No, tattoos were for the hard core military, convicts, bikers and ladies of the night.

To this day, despite or maybe in addition to the fact that several of her grandchildren now have tattoos (including my own daughter), my Mom refers to them as trashy – the tattoos, not the grandchildren.

Trashy Babs

When the kids in my neighborhood played, the ones with the lick and stick tattoos were the bad guys, the ones who had guns and smoked.  Told you, middle class America in the 60’s.

As I grew up and gained a little worldly experience and knowledge, I found cultures outside my own that used skin marking as a means of artistic expression and to scare the wits out of their enemies.  (Check out the movie, The Piano there’s some good Maori tattooing going on there.)

But with my upbringing, these really didn’t have any real impact on my life – tattoos still remained other world.

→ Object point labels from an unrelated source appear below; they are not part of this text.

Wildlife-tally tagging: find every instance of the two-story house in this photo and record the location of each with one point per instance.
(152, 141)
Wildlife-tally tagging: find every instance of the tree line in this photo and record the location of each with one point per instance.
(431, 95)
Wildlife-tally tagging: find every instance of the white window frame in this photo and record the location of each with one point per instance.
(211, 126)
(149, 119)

I truly wondered why it was that any modern person in their right mind would submit to a torturous procedure that I viewed as coming from rather seedy depths.  Nuts.

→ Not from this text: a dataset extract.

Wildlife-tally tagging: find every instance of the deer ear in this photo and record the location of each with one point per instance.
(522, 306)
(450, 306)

For my research, I read various and sundry dry research articles that mostly found that tattooing was gaining some ground of acceptance in society as a whole, but this was still dependent on what types of tattooing was done – cute or not so cute.

One little tidbit from a large, southeastern university survey done in 2007 found that while many women may find visible tattoos on men attractive (as the ‘bad boy’), almost half of the men said that they seldom found a tattoo attractive on a woman.

Hmmmm…

Kinda speaks for itself, doesn't it?

I interviewed a couple of tattoo artists for my paper.  They were both very amenable to my clumsy questions.  I did find it interesting that the artist that had been in the business for all his life didn’t have any visible tattoos and the younger one said that he though his tattoos would restrict him in some of his career hopes. (Found out later that artist one actually has beaucoup tats, but just not down his arms.)

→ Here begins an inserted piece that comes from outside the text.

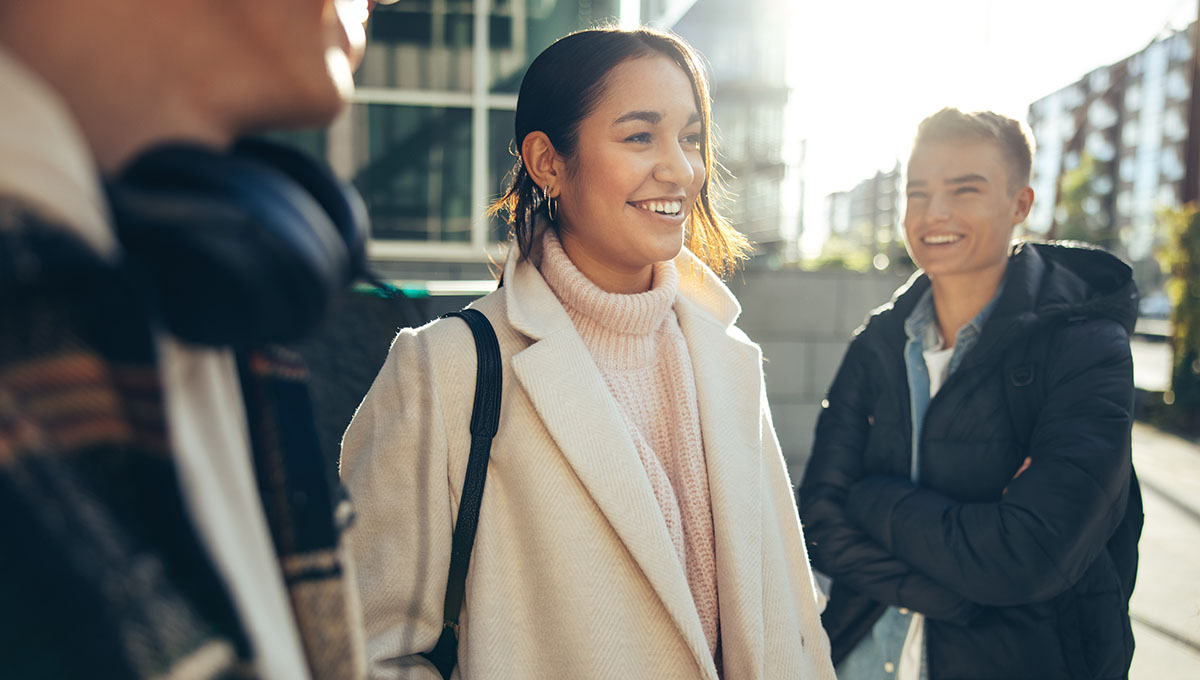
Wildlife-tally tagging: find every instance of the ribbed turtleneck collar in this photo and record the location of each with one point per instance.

I also interviewed some folks I know who have tattoos.  That was interesting, too.  There was a common theme between them as well.

All three people got tattoos for the personal and permanent expression of feelings, relationships or circumstances.  None said they regretted it or would change them, but each said that they’ve either received flack or covered up to prevent commotion.

It was all the same familiar stuff I had read in the research papers.  It was a ‘yes, but’ kind of thing going on.

I wrangled my way into observing a tattoo being done.

My niece said I could come and watch hers being created if I didn’t ask stupid questions, such as “Does it hurt?”  Turns out that’s a stupid question because its obvious that it hurts like hell in certain areas.

Ow.

The conclusion of my paper research was pretty much summed up by a phrase from one of the papers I read:

“people still view tattoos as a badge of dislocated, ostracized & disenfranchised community – a signifying practice that purposely embraced and promulgated images of other-ness”  – (Atkinson, Michael. “Tattooing and Civilizing Processes: Body Modification as Self-Control” Canadian Review of Sociology & Anthropology  41.2 (2004):125-146.Print.)

In other words, tattooing was still seen as coming from the wrong side of the tracks and done so on purpose.

There was some shift in the mainstream outlook and there is a new subculture of diverse ages, genders, races and socioeconomic levels that finds it completely acceptable as a means of self expression, but the tolerance shown was more or less dependent upon in what company one keeps, where the tattoo is located and what type it is. (Wow, that’s a pompous quote pretty much straight from my paper.)

My own conclusion was a bit p.c.  I said that I had learned that people will tattoo just about anything on themselves (and they do) for a myriad of reasons.  I also said that I had developed a broader ability to look beyond my own cultural upbringing and not judge those who have tattoos.  But in reality, it is still very difficult even with my own kid. I was raised to be a tattoo snob.

My last question to the class was and now you is – what are our nursing homes going to look like in 50 years with all this tattooing going on?  Think about it; it ain’t pretty.